Cécile Duflot, sortie de route
«Je vous souhaite donc de continuer à me poser des questions… auxquelles je n’ai pas envie de répondre ! Je ne vous promets pas d’y répondre davantage en 2013 qu’en 2012, mais persévérez, on ne sait jamais. Qui sait, à l’usure…»
Le discours des vœux à la presse de Cécile Duflot, lundi 21 janvier, dont est issue cette citation, mérite d’être lu dans son intégralité. Non pas tant pour des annonces politiques – à part le Logement, domaine que la ministre maîtrise bien, ce ne sont que banalités du style : «Le Grand Paris de demain doit être fait avec et pour les habitants.» Mais pour une présentation longue et détaillée de sa conception de la politique, de l’exercice du pouvoir et de sa vision du rôle des médias en République.

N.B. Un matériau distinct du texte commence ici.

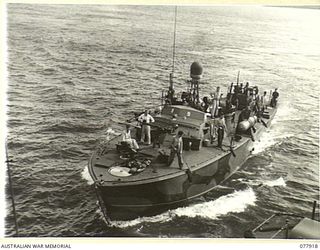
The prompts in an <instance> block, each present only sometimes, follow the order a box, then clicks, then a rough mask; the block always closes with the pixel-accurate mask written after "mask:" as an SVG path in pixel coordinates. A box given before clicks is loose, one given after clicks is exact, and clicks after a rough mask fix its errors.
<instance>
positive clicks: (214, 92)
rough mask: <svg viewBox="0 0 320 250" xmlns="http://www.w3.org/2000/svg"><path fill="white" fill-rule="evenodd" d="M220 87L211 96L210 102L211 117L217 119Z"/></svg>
mask: <svg viewBox="0 0 320 250" xmlns="http://www.w3.org/2000/svg"><path fill="white" fill-rule="evenodd" d="M220 95H221V93H220V87H217V89H216V92H214V93H213V94H211V96H212V98H213V100H212V109H211V117H212V118H214V117H217V116H218V108H219V102H220Z"/></svg>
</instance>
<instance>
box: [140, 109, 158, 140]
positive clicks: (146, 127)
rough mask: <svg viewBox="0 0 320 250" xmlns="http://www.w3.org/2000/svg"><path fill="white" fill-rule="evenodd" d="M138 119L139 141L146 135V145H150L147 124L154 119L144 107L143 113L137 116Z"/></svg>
mask: <svg viewBox="0 0 320 250" xmlns="http://www.w3.org/2000/svg"><path fill="white" fill-rule="evenodd" d="M138 121H139V122H141V123H142V128H141V142H144V140H145V138H146V137H147V145H150V144H151V128H150V125H149V124H150V123H151V122H154V119H153V117H152V116H151V115H150V114H149V113H148V110H147V109H146V110H145V111H144V113H143V114H142V115H140V116H139V118H138Z"/></svg>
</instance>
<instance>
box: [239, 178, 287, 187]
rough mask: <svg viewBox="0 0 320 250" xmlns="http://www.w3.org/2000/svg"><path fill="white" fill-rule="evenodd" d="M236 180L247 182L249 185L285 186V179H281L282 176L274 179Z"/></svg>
mask: <svg viewBox="0 0 320 250" xmlns="http://www.w3.org/2000/svg"><path fill="white" fill-rule="evenodd" d="M238 181H241V182H242V183H244V184H247V185H248V186H250V187H252V188H253V187H261V186H269V187H275V186H279V187H285V186H286V181H285V180H284V179H283V177H279V178H278V179H276V180H245V179H238Z"/></svg>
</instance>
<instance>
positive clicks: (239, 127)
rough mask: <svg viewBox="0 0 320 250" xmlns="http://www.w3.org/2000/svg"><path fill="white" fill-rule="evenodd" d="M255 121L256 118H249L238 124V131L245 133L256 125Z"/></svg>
mask: <svg viewBox="0 0 320 250" xmlns="http://www.w3.org/2000/svg"><path fill="white" fill-rule="evenodd" d="M257 120H258V119H257V117H256V116H250V117H249V119H248V120H244V121H242V122H240V123H239V125H238V129H239V130H241V131H247V130H248V129H249V128H251V127H253V126H254V125H255V124H256V122H257Z"/></svg>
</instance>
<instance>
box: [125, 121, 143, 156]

«Je vous souhaite donc de continuer à me poser des questions… auxquelles je n’ai pas envie de répondre…». Cécile Duflot appelle ça explicitement le «jeu du chat et de la souris». Aurait-elle raison de mettre des mots sur une relation qui tourne parfois au dialogue de sourds ? Ah ! ce mythe de la franchise: continuez à faire votre boulot formidable de contre-pouvoir, moi je fais le mien et fermez le ban… ça nous rappelle la fameuse réponse de Georges Marchais à Alain Duhamel, qui lui faisait remarquer qu’il ne répondait pas à sa question : «C’était p’têt pas vot’question, oui mais c’est ma réponse !» Chez Cécile Duflot, cela donne : «Vous avez vos questions, et nous autres politiques avons nos réponses et toute la difficulté pour nous est de faire croire qu’elles correspondent à vos questions davantage qu’à une stratégie prédéfinie.»

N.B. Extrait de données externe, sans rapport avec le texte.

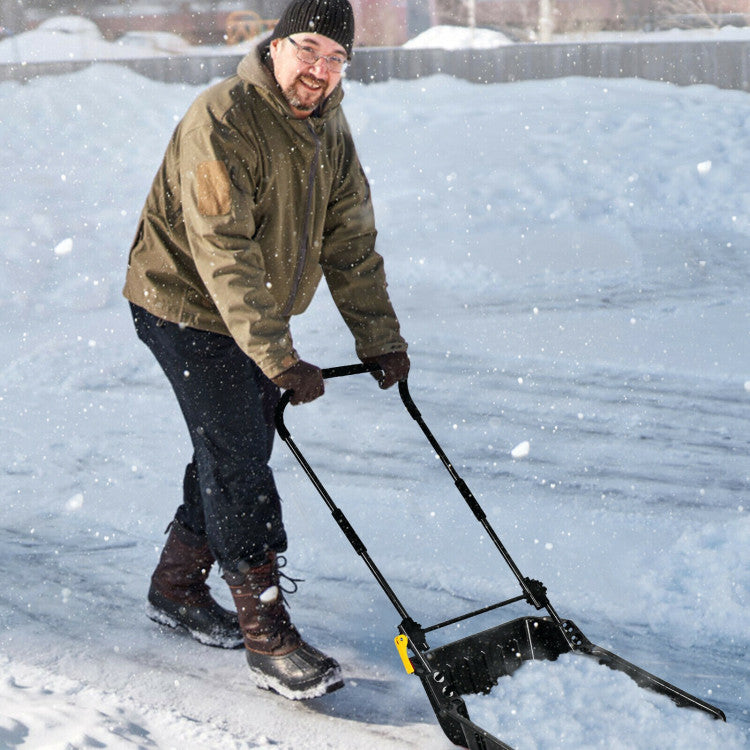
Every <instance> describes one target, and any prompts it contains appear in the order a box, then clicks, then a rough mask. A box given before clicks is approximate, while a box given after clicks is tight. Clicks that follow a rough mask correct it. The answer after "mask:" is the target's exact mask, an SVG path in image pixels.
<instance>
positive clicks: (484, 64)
mask: <svg viewBox="0 0 750 750" xmlns="http://www.w3.org/2000/svg"><path fill="white" fill-rule="evenodd" d="M239 59H240V58H239V57H234V56H219V57H193V58H149V59H137V60H117V61H111V62H115V63H117V64H120V65H126V66H127V67H129V68H131V69H132V70H134V71H136V72H138V73H140V74H142V75H144V76H147V77H149V78H153V79H156V80H159V81H165V82H170V83H191V84H201V83H207V82H208V81H211V80H213V79H215V78H220V77H224V76H227V75H230V74H231V73H233V72H234V70H235V68H236V66H237V62H238V61H239ZM90 64H91V63H87V62H60V63H33V64H26V65H22V64H3V65H0V81H3V80H16V81H27V80H30V79H31V78H34V77H36V76H40V75H64V74H66V73H70V72H73V71H75V70H80V69H82V68H84V67H86V66H88V65H90ZM436 73H442V74H446V75H451V76H455V77H457V78H463V79H466V80H469V81H474V82H478V83H495V82H505V81H523V80H530V79H544V78H561V77H567V76H588V77H603V78H646V79H649V80H654V81H669V82H672V83H676V84H679V85H691V84H697V83H706V84H712V85H714V86H718V87H719V88H727V89H740V90H742V91H750V42H746V41H721V42H708V41H704V42H638V43H626V42H622V43H619V42H614V43H613V42H601V43H583V44H514V45H508V46H505V47H498V48H496V49H491V50H436V49H429V50H412V49H402V48H377V47H373V48H366V49H356V50H355V54H354V59H353V61H352V64H351V65H350V66H349V69H348V71H347V78H349V79H351V80H355V81H362V82H365V83H370V82H377V81H385V80H387V79H389V78H402V79H411V78H421V77H424V76H429V75H434V74H436Z"/></svg>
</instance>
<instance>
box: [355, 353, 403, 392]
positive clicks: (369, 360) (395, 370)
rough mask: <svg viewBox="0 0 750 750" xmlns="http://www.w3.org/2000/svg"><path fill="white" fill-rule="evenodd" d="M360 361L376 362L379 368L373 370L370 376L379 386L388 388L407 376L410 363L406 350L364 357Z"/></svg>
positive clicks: (366, 361)
mask: <svg viewBox="0 0 750 750" xmlns="http://www.w3.org/2000/svg"><path fill="white" fill-rule="evenodd" d="M362 361H363V362H364V363H365V364H366V365H370V364H376V365H377V366H378V367H379V368H380V370H375V372H373V373H372V376H373V377H374V378H375V380H377V381H378V385H380V387H381V388H390V387H391V386H392V385H395V384H396V383H398V382H399V381H400V380H406V378H407V377H409V367H410V364H411V363H410V362H409V356H408V355H407V353H406V352H388V353H387V354H378V355H377V356H376V357H364V358H363V359H362Z"/></svg>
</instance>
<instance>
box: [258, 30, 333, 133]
mask: <svg viewBox="0 0 750 750" xmlns="http://www.w3.org/2000/svg"><path fill="white" fill-rule="evenodd" d="M290 39H293V40H294V42H295V43H296V44H297V45H298V47H295V46H294V44H292V42H291V41H290ZM300 48H304V50H305V52H308V51H309V50H312V51H313V53H314V54H315V55H320V56H321V57H320V58H319V59H318V60H317V61H316V62H315V63H314V64H312V65H311V64H309V63H305V62H302V61H301V60H300V59H299V58H298V56H297V55H298V50H299V49H300ZM331 55H333V56H335V57H340V58H342V59H344V60H346V50H345V49H344V48H343V47H342V46H341V45H340V44H339V43H338V42H334V41H333V40H332V39H329V38H328V37H327V36H323V35H322V34H305V33H302V34H292V36H291V37H286V38H284V39H274V40H273V41H272V42H271V59H272V60H273V71H274V76H275V77H276V81H277V83H278V84H279V86H280V87H281V90H282V91H283V92H284V96H285V97H286V100H287V102H289V106H290V107H291V109H292V113H293V114H294V116H295V117H299V118H302V117H307V116H308V115H310V113H311V112H312V111H313V110H314V109H315V107H317V106H318V104H319V103H320V102H321V101H322V100H323V99H325V98H326V97H327V96H328V95H329V94H330V93H331V92H332V91H333V89H334V88H336V85H337V84H338V82H339V81H340V80H341V72H340V71H339V72H334V71H332V70H330V66H329V65H328V63H327V62H326V60H324V59H323V58H324V57H329V56H331Z"/></svg>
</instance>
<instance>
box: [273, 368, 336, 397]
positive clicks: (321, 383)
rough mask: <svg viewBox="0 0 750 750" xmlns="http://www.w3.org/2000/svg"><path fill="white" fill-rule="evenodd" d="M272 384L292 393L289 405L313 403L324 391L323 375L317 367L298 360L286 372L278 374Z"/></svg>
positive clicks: (273, 378) (274, 378)
mask: <svg viewBox="0 0 750 750" xmlns="http://www.w3.org/2000/svg"><path fill="white" fill-rule="evenodd" d="M271 380H273V382H274V383H275V384H276V385H278V386H279V388H282V389H283V390H285V391H292V395H291V396H290V398H289V403H291V404H306V403H308V402H309V401H314V400H315V399H316V398H318V397H319V396H322V395H323V392H324V391H325V384H324V381H323V374H322V372H321V371H320V368H319V367H316V366H315V365H311V364H310V363H309V362H304V361H303V360H300V361H299V362H297V364H295V365H292V366H291V367H290V368H289V369H288V370H284V372H280V373H279V374H278V375H277V376H276V377H275V378H271Z"/></svg>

Nous y voilà. On passe du soupçon d’enfantillage (eh mesdames et messieurs les journalistes, j’admire ce que vous faites quand je suis spectatrice, mais là je suis ministre !) à un désolant constat de pensée rétrograde. On espérait pourtant, bien naïfs, que la gauche écologiste avait admis que les médias n’étaient pas simplement un contrepouvoir si utile et précieux, mais qu’ils participaient eux-mêmes de la construction démocratique par leur capacité à faire progresser les débats, les échanges, les pratiques. D’autant plus que le thème de prédilection des écologistes, la transition écologique, apparaît d’une grande pertinence. Nous nous sommes trompés.

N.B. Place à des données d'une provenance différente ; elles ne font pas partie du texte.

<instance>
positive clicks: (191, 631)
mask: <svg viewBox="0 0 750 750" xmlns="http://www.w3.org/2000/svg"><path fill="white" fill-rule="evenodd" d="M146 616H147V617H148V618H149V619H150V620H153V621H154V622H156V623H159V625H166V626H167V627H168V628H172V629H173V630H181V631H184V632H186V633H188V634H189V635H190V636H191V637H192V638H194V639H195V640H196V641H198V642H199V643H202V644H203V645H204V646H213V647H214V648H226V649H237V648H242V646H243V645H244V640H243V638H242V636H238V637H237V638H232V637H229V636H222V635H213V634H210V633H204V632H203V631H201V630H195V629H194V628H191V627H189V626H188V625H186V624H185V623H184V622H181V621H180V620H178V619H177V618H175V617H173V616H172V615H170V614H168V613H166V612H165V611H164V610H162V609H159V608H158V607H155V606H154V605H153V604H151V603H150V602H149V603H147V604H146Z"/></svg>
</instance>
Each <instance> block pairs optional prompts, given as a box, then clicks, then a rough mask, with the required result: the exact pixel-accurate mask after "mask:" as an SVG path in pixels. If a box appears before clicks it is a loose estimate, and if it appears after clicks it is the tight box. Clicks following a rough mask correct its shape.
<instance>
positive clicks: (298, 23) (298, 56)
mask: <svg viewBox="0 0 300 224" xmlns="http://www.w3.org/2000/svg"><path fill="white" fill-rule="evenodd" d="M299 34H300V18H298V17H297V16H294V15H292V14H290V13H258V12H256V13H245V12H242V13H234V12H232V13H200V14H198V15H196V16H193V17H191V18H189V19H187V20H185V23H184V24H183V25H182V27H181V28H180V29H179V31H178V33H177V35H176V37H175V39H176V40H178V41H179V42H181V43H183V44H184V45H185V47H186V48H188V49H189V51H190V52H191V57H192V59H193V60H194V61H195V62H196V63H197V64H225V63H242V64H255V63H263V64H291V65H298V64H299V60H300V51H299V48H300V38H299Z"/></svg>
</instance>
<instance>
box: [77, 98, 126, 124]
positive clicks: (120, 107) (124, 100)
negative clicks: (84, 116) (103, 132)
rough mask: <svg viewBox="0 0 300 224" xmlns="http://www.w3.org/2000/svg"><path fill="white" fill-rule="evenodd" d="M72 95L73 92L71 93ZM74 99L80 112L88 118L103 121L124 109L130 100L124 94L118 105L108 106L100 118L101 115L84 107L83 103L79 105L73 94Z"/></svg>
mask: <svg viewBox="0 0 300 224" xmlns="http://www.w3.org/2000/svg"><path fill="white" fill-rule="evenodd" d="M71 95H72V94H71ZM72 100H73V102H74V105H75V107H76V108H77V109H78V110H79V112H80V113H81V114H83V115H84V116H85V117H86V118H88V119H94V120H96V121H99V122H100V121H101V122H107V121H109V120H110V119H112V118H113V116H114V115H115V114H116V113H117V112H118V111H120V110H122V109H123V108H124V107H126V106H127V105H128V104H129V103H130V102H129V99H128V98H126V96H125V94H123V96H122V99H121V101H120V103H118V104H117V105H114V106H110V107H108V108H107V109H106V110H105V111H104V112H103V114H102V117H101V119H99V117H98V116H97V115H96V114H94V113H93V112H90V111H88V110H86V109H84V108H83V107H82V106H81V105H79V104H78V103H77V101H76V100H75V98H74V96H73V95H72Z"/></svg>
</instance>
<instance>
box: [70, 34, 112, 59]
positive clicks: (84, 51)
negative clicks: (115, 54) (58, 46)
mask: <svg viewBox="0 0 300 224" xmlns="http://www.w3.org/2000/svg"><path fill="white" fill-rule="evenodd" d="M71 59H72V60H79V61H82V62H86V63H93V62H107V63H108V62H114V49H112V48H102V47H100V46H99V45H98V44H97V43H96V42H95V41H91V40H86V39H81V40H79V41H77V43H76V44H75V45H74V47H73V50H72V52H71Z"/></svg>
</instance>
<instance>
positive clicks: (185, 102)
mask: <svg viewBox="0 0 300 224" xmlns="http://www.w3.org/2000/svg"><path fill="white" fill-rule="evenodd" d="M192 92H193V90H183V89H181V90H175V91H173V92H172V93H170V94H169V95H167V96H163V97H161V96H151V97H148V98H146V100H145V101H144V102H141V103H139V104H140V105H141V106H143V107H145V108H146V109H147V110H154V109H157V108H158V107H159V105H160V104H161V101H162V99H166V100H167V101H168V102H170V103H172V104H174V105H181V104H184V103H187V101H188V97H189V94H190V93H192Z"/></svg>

Nous assumons notre prétention : nous nous faisons une idée suffisamment haute du journalisme (quels qu’en soient les égarements et les erreurs) pour ne pas admettre qu’on le réduise à un jeu exclusif entre les détenteurs des pouvoirs établis et les empêcheurs de tourner en rond. Allez à Bruxelles, Cécile Duflot, allez aux Etats-Unis, et vous verrez que les pouvoirs n’ont pas autant que vous la délectation du camouflage des intentions, manœuvres et stratégies. Ils acceptent les règles du dialogue, quoi qu’il leur en coûte. Acceptez vos partenaires démocratiques tels qu’ils sont, au lieu de leur donner sans cesse des leçons de cynisme, sans vous remettre en questions.